Avresti dovuto fermarmi subito, avresti dovuto respingere i miei continui attacchi verbali e la prepotenza dei mie baci immaginati. Io ero certo che ti avrei fatto del male, ti chiedo scusa mille volte, ma non ho saputo trattenermi dal sognarti ogni giorno. Non ho mai immaginato una vita vera, né pensato nemmeno per un attimo di sostituire chi mi sta accanto con te, e ho avuto, per tutto il tempo di questa nostra piccola storia, il terrore di illuderti e farti soffrire.
Ma tu mi adoravi e mi seguivi docile nei miei tentativi di farti diventare quella che non sei. Poi ti fermavi e mi dicevi: “non me l’aspettavo, io non sono così”. Come facevo a non provare amore di fronte a questo tuo candore, alla tua dolcezza? Troppo forte la tentazione di farlo mio quel candore, di veder brillare i tuoi occhi soltanto per me. “Ciao musa”, il buongiorno del mattino te lo davo così. E tu ti scioglievi, docile e indifesa. Ti ho riempita di allusioni e doppi sensi, ho giocato con le tue canotte e i tuoi pigiami, rubandoti sonni preziosi.
Non so ancora come ho fatto a non abbracciarti quando ti ho vista tremare forte mentre mi parlavi. Non avevo il diritto di farti sentire così, di emozionarti tanto. Non ne avevo il diritto, eppure mi piaceva sentire il potere che stavo esercitando su di te. Ma non sarebbe stato giusto andare oltre, per nessuno dei due.
Torniamo amici? Ci stai?
E poi di nuovo io non ci riuscivo perché siamo troppo simili, due anime sensibili e fragili. Impossibile essere amici, anche se so che te lo saresti fatto bastare, e che il bene che mi volevi era più forte del desiderio che suscitavo in te.
Non era destino, chissà magari proverò ad incontrarti in un’altra vita. In questa non sono stato capace di tenerti vicino. Avrei voluto riuscirci credimi, ma dentro di me viveva sempre quella voglia di andare oltre. Non odiarmi, ti prego. Non avere paura di stare male senza di me. Non sarà facile all’inizio lo so. Ero il tuo pusher, quello che ti riforniva ogni giorno di una dose di droga emotiva, qualcosa di allucinogeno che tu non eri pronta a ricevere, ma a cui ti eri abituata in fretta. Assuefazione, ecco dove eravamo arrivati, l’ho capito troppo tardi, avrei dovuto fermarmi prima, prima che tu mi dedicassi la tua adorazione incondizionata.
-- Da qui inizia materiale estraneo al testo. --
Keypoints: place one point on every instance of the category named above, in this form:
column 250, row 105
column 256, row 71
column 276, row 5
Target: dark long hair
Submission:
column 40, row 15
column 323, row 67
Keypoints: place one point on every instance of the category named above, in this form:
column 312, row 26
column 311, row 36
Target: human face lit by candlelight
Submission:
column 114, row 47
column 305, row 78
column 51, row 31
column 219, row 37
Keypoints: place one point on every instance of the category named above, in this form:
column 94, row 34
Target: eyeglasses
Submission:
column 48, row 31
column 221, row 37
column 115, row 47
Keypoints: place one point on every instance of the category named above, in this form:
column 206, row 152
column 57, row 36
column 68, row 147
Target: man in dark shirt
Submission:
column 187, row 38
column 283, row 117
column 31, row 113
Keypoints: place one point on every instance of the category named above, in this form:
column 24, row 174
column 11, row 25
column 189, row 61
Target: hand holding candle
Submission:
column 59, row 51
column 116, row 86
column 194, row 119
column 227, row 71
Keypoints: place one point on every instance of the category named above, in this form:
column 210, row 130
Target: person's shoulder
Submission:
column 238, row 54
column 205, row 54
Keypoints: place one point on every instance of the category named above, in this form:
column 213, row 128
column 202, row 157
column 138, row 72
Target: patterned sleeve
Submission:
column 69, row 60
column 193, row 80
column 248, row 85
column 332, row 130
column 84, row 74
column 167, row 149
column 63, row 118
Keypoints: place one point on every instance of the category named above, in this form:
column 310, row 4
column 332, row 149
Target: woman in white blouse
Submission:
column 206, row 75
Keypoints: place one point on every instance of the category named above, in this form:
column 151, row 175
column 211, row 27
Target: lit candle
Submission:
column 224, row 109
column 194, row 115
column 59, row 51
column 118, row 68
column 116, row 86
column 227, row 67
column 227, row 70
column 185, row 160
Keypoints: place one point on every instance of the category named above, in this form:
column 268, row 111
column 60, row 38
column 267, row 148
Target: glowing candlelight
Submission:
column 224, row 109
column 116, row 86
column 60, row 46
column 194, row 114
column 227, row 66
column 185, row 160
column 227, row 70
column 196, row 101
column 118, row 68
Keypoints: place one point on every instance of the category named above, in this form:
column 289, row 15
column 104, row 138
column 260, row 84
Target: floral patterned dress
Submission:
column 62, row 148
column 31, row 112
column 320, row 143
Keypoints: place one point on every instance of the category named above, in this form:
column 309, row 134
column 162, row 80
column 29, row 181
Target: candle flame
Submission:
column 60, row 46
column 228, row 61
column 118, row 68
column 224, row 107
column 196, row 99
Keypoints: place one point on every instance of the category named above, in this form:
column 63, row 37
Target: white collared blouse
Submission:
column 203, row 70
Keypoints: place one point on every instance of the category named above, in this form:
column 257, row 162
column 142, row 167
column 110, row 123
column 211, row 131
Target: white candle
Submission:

Ho sbagliato, io non sono quello che credi, non mi conosci e, sotto questa faccia da bravo ragazzo, non sono poi granché. Tu sai vedere delle persone solo il lato buono. Ecco perché ti sei persa per me.
Non odiarmi ti prego, sto solo scegliendo il male minore.
Tu cerca di conservare nel cuore una scorta delle mie parole e di tutti i baci che non ho saputo darti, per quei momenti in cui ti mancherò così forte da aver voglia solo di piangere. Fallo per me, lascia il tuo dolore ad un soffio di vento. Io non sarò poi così lontano.